Twelve of a couple of dozen paintings that remain from this unique joint production effort are being shown in the Mauritshuis in The Hague.
The exhibition is rounded out by solo paintings of the two and by the joint efforts of other artists.
Jan Brueghel the Elder (1568-1625) and Peter Paul Rubens (1577- 1640), who both lived in Antwerp, were close friends. Both had learned the secrets of their craft in Italy and had achieved fame early in their lives.
At the time it was not unusual for a painter to collaborate with a fellow-artist, but here two completely contrasting styles meet.
'Rubens was a painter of the human figure, while Brueghel painted landscapes and animals,' says the curator of the exhibition, Ariane van Suchtelen.
And this is how they divided the work, as modern techniques, like X-ray, now reveal to art experts.
In the case of the Garden of Eden with the Fall of Man, Brueghel first drew a rough sketch. Then Rubens placed Adam and Eve in position, before Brueghel created the animals and plants that filled out this picture of paradise.
The work is signed with Latin abbreviations that reveal the painting was done by Brueghel with the figures by Rubens.
Brueghel began The Return from War with the detritus of battle and the background. When Rubens painted Venus, showing her disarming Mars, he painted over parts of what his collaborator had done, and Brueghel had to do it all over again.

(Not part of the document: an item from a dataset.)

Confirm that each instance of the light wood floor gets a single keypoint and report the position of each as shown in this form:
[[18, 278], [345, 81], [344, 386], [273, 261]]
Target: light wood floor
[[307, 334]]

Van Suchtelen says that only when Brueghel worked with him did Rubens allow another person to have the last word. Usually Brueghel started the painting and also put the finishing touches to it.
'It was a unique combination of contrasts, based on a firm friendship,' she says.
The two artists were both so famous that their works were in high demand and only the very rich could afford them.
For this reason the pursuits of the rich are a constant theme, like the hunt.
It is no longer known who commissioned the paintings, but the pictures do sometimes give a hint.
Five of the joint paintings have as their themes the five senses, and one of these is shown in the Mauritshuis.
The depiction in the background of the hunting lodge of the Archduke Albert and his wife Isabella in Tervuren near Brussels suggests he might have commissioned it.